What are your drivers—both frustrations and goals? Separate the “must haves” from the “wish list.” Don’t leap into identifying solutions or problem solving until you have developed a priority list. And revisit this list frequently, solutions aside, and modify as appropriate.
- View everything from your clients’ perspectives.
What’s in it for them? Think about the message you will deliver to them citing the benefits they will see.
- Evaluate your business.
What clients will follow you? Who would you prefer to leave behind? Assess what you need to replicate your current business and identify what may be hard to move or require special considerations.
- If in a partnership, make sure everyone is on board with the plan.
Identify what goals are specific to each partner – such as retirement – and determine if they can be aligned with those of the rest of the team. How will decisions be made and what happens if there isn’t a consensus?
- Get – and stay – organized.
Develop a process for keeping track of open items, questions, and who is responsible for follow-up. Is it better to take a “divide and conquer” approach or must every partner participate in everything as a team effort?
- Keep your circle close.
Limit who knows of your plans.
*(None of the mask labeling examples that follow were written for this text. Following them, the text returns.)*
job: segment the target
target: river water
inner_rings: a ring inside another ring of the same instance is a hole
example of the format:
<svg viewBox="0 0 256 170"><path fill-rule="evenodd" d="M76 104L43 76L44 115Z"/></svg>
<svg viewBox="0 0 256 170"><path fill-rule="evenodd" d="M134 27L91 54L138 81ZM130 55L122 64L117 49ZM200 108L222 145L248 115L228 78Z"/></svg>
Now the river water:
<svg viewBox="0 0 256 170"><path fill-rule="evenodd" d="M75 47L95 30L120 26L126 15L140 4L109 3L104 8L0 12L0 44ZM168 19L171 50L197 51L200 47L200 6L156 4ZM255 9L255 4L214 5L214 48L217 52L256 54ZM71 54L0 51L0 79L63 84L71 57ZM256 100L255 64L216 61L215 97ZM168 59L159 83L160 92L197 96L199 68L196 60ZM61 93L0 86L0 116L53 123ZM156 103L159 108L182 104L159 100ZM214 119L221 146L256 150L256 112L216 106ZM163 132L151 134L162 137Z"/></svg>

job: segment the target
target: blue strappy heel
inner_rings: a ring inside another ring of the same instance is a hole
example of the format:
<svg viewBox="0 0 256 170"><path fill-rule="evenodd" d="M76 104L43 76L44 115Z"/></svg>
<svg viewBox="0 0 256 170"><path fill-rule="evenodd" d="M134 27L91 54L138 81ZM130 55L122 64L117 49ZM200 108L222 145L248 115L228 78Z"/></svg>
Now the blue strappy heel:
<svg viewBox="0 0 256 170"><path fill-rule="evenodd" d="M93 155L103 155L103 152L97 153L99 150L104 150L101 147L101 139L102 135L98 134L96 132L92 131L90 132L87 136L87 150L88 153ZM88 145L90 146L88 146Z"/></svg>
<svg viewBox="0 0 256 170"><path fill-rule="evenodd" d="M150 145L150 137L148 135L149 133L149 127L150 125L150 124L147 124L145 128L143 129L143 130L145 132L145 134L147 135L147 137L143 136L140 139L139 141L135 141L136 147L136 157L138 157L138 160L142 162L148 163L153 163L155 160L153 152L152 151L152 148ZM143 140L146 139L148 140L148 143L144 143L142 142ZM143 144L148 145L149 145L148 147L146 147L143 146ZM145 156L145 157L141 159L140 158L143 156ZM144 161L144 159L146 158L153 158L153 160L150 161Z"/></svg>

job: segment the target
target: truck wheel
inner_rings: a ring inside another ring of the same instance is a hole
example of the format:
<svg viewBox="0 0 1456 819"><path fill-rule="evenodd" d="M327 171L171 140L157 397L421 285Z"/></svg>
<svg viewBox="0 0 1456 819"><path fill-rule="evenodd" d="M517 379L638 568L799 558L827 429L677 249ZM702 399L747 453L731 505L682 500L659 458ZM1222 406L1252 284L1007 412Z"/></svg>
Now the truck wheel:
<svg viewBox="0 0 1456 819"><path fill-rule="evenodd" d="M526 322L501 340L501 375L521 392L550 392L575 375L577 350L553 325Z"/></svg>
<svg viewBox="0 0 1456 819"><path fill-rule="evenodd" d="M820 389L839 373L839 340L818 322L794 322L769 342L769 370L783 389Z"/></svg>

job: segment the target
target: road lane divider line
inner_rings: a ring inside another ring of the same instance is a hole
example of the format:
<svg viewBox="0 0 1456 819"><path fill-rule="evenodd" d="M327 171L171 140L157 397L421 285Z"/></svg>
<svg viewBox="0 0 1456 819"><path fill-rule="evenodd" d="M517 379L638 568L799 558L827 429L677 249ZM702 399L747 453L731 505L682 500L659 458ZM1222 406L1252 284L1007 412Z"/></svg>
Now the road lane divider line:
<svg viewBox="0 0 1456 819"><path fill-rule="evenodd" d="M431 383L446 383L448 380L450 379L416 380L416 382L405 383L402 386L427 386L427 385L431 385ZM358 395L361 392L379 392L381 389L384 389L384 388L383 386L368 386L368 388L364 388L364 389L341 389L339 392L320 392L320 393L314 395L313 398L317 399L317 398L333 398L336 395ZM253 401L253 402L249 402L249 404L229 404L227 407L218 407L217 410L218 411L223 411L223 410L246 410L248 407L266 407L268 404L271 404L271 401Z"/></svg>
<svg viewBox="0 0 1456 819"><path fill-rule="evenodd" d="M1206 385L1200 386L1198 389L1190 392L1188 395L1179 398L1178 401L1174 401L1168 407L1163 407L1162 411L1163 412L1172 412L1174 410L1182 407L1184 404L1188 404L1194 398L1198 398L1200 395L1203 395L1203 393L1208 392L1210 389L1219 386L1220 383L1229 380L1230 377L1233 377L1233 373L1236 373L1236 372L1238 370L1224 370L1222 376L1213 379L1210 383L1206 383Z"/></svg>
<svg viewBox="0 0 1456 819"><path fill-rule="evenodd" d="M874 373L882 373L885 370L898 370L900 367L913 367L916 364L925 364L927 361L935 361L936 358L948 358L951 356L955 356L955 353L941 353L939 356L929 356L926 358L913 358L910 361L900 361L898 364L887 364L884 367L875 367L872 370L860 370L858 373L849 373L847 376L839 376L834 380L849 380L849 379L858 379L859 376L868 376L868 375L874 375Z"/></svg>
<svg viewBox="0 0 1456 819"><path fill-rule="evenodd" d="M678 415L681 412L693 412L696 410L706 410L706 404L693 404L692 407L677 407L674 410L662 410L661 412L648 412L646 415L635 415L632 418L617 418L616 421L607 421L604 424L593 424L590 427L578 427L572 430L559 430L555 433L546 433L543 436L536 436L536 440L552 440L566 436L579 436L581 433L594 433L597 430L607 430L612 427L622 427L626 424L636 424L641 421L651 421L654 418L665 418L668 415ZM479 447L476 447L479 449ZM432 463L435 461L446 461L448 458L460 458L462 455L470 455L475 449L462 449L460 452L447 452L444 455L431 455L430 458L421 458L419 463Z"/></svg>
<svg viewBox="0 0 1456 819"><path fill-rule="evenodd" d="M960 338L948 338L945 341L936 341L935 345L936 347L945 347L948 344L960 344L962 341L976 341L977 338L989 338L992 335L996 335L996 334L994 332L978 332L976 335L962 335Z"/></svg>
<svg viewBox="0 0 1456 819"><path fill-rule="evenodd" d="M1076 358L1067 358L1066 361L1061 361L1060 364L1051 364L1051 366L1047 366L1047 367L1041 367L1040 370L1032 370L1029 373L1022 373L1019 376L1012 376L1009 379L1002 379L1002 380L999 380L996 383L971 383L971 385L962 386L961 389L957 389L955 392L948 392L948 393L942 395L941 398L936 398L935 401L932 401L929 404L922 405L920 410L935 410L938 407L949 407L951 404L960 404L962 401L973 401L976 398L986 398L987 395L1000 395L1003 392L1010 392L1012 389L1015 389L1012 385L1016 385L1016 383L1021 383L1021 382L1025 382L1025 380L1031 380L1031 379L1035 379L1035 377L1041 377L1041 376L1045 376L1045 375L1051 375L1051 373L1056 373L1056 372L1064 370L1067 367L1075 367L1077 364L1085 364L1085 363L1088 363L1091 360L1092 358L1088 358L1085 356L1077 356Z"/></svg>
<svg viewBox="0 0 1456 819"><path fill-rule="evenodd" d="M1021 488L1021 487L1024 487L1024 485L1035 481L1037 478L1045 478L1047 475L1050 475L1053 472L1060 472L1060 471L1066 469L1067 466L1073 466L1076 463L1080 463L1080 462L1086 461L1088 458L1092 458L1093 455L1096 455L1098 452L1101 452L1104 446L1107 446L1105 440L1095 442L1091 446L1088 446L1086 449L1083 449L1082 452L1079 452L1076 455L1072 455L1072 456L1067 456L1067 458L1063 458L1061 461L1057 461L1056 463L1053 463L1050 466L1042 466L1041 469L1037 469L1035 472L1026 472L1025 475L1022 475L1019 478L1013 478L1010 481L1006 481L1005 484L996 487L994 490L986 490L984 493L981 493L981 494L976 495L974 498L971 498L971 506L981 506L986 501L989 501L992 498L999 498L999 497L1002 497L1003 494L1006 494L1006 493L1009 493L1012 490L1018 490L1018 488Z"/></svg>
Avoid openly discussing your thoughts and actions outside this circle.
- Maintain the status quo.
Don’t alter behavior such as printing reports, sending material to clients, absences from the office. Avoid any actions or attitudes that are uncharacteristic.
- Speak with an attorney.
Legal advice is a vital step to understanding and remaining in compliance with Protocol and/or employment agreements and new or potential regulatory requirements (such as Reg. BI). Review your compliance history—as this can impact and possibly complicate a move.
- Keep your current firm at the top of the list of possible choices.
Everything else you evaluate must be compared to what you already have—and be “better enough” to justify the hassle of a move.
Keep in mind that the goal of the due diligence process should be to find clarity that will allow you to make an informed decision. Ultimately, you’ll walk away – at the very least – with an enhanced understanding of the evolved landscape in which you’re working. While you may start out considering a move, the end result may be that you stay put. The bonus is that you can move forward with a renewed commitment and a newly acquired position of strength.